Some nonnative animals arrived by accident, such as the noisy coqui frog from Puerto Rico. Others — including the Big Island's wild horses and cattle, Molokai's resident goats and Honolulu's feral felines — were either deliberately released for hunting or broke free from residents who had brought them.
Humans have strengthened their defenses, spraying lethal citric acid to kill coqui frogs and setting out traps for pigs in suburban Oahu. One Big Island taro farmer said earlier this year that he shot and killed several wild horses that had damaged his crops.
Hawaii wildlife officials made their own stance clear. On Nov. 6, state-hired hunters shot and killed four dogs believed to have slain at least 113 fledgling wedge-tailed shearwaters inside an Oahu nature reserve.
"Pets that are abandoned or left to run loose in a Hawaiian ecosystem become predators with catastrophic results," said Peter Young, chairman of the Department of Land and Natural Resources.

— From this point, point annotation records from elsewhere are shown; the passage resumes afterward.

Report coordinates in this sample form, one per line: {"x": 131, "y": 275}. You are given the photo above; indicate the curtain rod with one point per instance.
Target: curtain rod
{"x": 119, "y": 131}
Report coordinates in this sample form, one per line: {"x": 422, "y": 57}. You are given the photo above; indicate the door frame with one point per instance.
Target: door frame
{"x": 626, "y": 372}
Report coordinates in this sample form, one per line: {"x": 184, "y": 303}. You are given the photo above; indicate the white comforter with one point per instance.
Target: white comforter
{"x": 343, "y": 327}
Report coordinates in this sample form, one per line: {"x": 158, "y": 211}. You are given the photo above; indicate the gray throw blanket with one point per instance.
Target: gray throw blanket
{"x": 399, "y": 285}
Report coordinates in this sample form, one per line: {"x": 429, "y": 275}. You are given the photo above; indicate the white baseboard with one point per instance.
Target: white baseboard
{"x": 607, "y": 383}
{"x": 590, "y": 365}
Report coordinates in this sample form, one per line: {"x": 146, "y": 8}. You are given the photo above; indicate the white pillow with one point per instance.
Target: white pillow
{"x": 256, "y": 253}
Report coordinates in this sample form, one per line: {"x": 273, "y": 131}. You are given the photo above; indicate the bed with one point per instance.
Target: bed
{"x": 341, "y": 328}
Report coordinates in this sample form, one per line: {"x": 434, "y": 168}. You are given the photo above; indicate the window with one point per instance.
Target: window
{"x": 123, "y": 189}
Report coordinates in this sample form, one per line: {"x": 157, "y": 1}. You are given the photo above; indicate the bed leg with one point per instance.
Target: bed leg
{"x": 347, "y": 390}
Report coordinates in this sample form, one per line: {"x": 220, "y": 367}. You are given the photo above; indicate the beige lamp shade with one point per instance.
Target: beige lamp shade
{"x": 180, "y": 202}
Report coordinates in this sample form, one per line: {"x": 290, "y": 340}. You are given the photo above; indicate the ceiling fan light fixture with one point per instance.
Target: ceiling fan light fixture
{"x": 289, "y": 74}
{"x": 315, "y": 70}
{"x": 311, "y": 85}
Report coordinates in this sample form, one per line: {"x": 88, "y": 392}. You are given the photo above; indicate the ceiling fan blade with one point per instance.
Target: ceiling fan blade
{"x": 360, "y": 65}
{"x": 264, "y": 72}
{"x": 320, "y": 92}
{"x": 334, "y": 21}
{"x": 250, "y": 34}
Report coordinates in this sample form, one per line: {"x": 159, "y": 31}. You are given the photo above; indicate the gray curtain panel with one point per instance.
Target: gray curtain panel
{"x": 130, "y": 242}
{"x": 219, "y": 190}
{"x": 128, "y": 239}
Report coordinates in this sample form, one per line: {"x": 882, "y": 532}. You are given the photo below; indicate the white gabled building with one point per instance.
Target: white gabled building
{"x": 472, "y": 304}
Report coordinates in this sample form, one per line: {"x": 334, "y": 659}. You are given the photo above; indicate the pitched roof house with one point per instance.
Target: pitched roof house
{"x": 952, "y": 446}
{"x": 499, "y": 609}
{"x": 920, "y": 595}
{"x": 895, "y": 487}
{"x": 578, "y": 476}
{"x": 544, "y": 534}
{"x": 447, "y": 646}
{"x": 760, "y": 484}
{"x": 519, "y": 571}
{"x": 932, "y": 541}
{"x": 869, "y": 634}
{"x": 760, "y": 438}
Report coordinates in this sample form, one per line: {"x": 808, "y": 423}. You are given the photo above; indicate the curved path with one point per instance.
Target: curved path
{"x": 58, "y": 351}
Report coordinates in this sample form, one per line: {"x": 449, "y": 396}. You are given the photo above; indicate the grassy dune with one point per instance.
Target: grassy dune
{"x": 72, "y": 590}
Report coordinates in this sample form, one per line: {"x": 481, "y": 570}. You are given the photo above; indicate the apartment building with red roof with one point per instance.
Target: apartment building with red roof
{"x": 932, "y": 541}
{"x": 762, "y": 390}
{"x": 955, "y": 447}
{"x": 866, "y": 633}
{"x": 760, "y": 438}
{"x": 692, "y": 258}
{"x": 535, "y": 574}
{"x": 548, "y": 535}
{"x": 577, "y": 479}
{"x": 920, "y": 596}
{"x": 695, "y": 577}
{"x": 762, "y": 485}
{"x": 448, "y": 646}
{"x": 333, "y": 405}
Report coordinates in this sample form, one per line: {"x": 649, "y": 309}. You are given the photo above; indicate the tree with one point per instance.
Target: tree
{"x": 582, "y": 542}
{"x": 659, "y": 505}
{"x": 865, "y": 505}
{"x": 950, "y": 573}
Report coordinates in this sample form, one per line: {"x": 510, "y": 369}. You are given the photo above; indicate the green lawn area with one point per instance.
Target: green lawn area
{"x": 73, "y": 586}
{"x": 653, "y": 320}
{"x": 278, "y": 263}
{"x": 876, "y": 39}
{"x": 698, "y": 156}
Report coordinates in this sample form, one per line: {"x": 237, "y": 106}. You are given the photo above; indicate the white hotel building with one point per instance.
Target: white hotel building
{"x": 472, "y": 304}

It is a serious issue for the islands, with their isolated environments. There are about 9,975 endemic species, while another 1,100 have disappeared as invasive species showed up, said Earl Campbell, who heads the Invasive Species Division of the U.S. Fish and Wildlife Service's regional office in Honolulu.
Native inhabitants have evolved without defenses needed to fend off aggressive attackers and competitors they now face, Campbell said. Mint in Hawaii is not minty, for example. Nettles do not sting. And unlike their continental cousins, Hawaii's native raspberry does not have prickles — meaning they are not tough enough to withstand foraging by nonnative animals such as pigs.
"If you look at factors that cause problems for species, invasives are important in many places. But here it is the primary reason right now that things are declining," Campbell said.
Not everyone feels the nonnative animals and plans need all be wiped out, though. Of the approximately 5,000 alien species in Hawaii, only about 300-500 have gone on to wreak significant damage, he said. Some, including plants, are even beneficial.
"The term 'invasive species' makes one think that the hordes are at our gates and threatening to destroy life as we know it, when actually the animals who are considered invasive for the most part had no say in coming to Hawaii," said Cathy Goeggel, Animal Rights Hawaii director.
She suggested that some harmful animals could be fenced out or relocated, such as rooting pigs.
At the center of it all are people who need to recognize their mistakes and think more about how to make things better, said Christy Martin, spokeswoman for the Coordinating Group on Alien Pest Species, a partnership that brings together a long list of federal, state and private agencies.
"There's definitely a disconnect between caring for animals and setting up cat-feeding stations, and protecting the ones that are native, that are supposed to be there, that need our help definitely more than the cats do," Martin said.
There are programs and rules to keep potentially invasive animals out of the islands. But there is nothing comparable to keep potentially invasive plants from being imported and planted in Hawaiian gardens.
It would be too difficult, costly and controversial to eliminate established invasive animals, such as pigs and goats, which live in hard-to-reach places and are hunted by some poorer residents to feed their families. Efforts now are concentrated on controlling the old invasive species, fighting off the newer ones, keeping the would-be problems out and continuing to educate the public.
The first animals introduced by people were rats, which arrived first with Polynesians' voyaging canoes. Quick-spreading haole koa was planted in the 1980s to provide fodder for cattle in the islands, Martin said.
"If only we'd chosen better. And we say that again and again," she said.